Multiple-Instance Learning: Radon-Nikodym Approach to Distribution Regression Problem

TL;DR

This paper introduces a one-step distribution regression method using Radon-Nikodym theory, transforming distribution-to-value problems into vector-to-value problems via moments, enabling practical and stable computations.

Contribution

It presents a novel Radon-Nikodym based approach for distribution regression, including a stable polynomial basis for numerical implementation.

Findings

Effective estimation of $y$ from distribution moments.

Probabilistic outcomes derived from eigenvalue spectrum.

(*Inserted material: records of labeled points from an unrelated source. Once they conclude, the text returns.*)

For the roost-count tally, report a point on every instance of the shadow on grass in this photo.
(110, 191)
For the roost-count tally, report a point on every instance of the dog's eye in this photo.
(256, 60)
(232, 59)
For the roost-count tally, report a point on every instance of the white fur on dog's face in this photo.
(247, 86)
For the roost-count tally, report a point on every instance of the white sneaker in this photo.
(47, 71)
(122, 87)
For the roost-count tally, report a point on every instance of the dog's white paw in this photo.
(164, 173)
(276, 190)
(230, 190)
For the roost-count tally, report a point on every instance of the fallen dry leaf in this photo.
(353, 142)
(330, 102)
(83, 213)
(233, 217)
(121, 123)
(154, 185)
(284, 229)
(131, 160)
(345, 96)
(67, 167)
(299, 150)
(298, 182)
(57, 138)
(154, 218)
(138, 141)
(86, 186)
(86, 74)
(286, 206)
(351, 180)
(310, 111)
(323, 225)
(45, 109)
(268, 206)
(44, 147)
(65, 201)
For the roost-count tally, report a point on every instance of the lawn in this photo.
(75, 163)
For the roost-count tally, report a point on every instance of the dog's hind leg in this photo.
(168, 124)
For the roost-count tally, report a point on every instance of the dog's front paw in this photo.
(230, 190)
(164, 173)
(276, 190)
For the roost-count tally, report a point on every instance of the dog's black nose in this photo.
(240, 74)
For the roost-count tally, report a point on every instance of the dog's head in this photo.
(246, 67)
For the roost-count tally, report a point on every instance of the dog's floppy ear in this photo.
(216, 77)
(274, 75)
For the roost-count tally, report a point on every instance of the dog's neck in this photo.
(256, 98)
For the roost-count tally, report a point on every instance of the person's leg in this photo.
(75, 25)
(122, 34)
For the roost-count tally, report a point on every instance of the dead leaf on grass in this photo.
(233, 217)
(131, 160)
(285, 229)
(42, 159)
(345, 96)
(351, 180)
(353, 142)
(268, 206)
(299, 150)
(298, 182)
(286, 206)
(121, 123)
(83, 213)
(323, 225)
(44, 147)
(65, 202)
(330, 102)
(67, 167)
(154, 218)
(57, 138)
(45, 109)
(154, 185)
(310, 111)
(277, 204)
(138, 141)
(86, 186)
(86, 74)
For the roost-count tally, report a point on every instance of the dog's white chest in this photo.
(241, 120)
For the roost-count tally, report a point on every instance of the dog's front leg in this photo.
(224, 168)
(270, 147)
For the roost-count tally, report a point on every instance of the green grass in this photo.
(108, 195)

Practical implementation with a stable polynomial basis.

Abstract

For distribution regression problem, where a bag of $x$--observations is mapped to a single $y$ value, a one--step solution is proposed. The problem of random distribution to random value is transformed to random vector to random value by taking distribution moments of $x$ observations in a bag as random vector. Then Radon--Nikodym or least squares theory can be applied, what give $y(x)$ estimator. The probability distribution of $y$ is also obtained, what requires solving generalized eigenvalues problem, matrix spectrum (not depending on $x$) give possible $y$ outcomes and depending on $x$ probabilities of outcomes can be obtained by projecting the distribution with fixed $x$ value (delta--function) to corresponding eigenvector. A library providing numerically stable polynomial basis for these calculations is available, what make the proposed approach practical.